Background:
There is a growing body of evidence implicating circadian disruption as a possible mechanism underlying the pathogenesis of bipolar disorder. The circadian clock is entrained by changes in our external environment and regulates many of our bodies functions, including our sleep-wake cycle, metabolism, thermoregulation and blood pressure. While the measurement of circadian rhythmicity in mice is relatively straight forward through automated recording of home cage activity, the measurement of circadian function/disruption in humans is more difficult and costly, requiring each patient to undergo actigraphy in a sleep laboratory over a period of several days.
Methods:
To collect data on a scale sufficient for genetic studies, a more efficient method of monitoring circadian function in humans is required to determine whether circadian disruption is involved in the primary pathogenesis of bipolar disorder or whether symptomatic sleep disruption is a secondary defect.
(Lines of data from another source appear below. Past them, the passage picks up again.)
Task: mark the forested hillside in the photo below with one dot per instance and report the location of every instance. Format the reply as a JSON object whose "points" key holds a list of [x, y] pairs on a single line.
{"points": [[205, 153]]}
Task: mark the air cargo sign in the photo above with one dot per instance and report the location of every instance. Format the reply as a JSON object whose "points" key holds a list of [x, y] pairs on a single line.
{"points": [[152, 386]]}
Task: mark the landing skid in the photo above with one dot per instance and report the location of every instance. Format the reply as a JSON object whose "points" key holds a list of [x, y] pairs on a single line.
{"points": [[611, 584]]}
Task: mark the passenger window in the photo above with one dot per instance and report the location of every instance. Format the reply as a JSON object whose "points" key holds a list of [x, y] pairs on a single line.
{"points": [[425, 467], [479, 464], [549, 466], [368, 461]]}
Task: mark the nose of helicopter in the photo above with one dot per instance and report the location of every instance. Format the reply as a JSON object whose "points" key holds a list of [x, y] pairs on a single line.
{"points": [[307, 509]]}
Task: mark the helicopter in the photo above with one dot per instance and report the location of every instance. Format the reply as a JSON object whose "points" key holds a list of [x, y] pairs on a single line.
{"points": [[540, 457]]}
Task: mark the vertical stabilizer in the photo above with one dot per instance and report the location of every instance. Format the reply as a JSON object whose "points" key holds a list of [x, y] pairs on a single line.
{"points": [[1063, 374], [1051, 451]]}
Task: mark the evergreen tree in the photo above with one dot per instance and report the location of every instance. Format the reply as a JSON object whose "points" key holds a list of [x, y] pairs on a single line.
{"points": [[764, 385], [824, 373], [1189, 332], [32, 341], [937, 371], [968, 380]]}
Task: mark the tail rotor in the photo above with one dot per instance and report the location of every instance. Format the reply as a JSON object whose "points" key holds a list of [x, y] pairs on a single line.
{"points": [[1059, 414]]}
We are investigating the role of circadian disruption in bipolar disorder, by genetic association, and rhythmic gene expression using immortalized B lymphocytes from a cohort of Australian bipolar families.
Results:
Circadian timing in immortalized B lymphocytes is synchronized by serum shock, and circa-dian gene expression ensues for at least 56 h post synchronization.
Conclusions:
Peripheral tissues, including immortalized blood cells, can be used as a cheap and higher throughput method to measure circadian output in humans and will be a useful adjunct to elucidating the molecular mechanisms underlying bipolar disorder.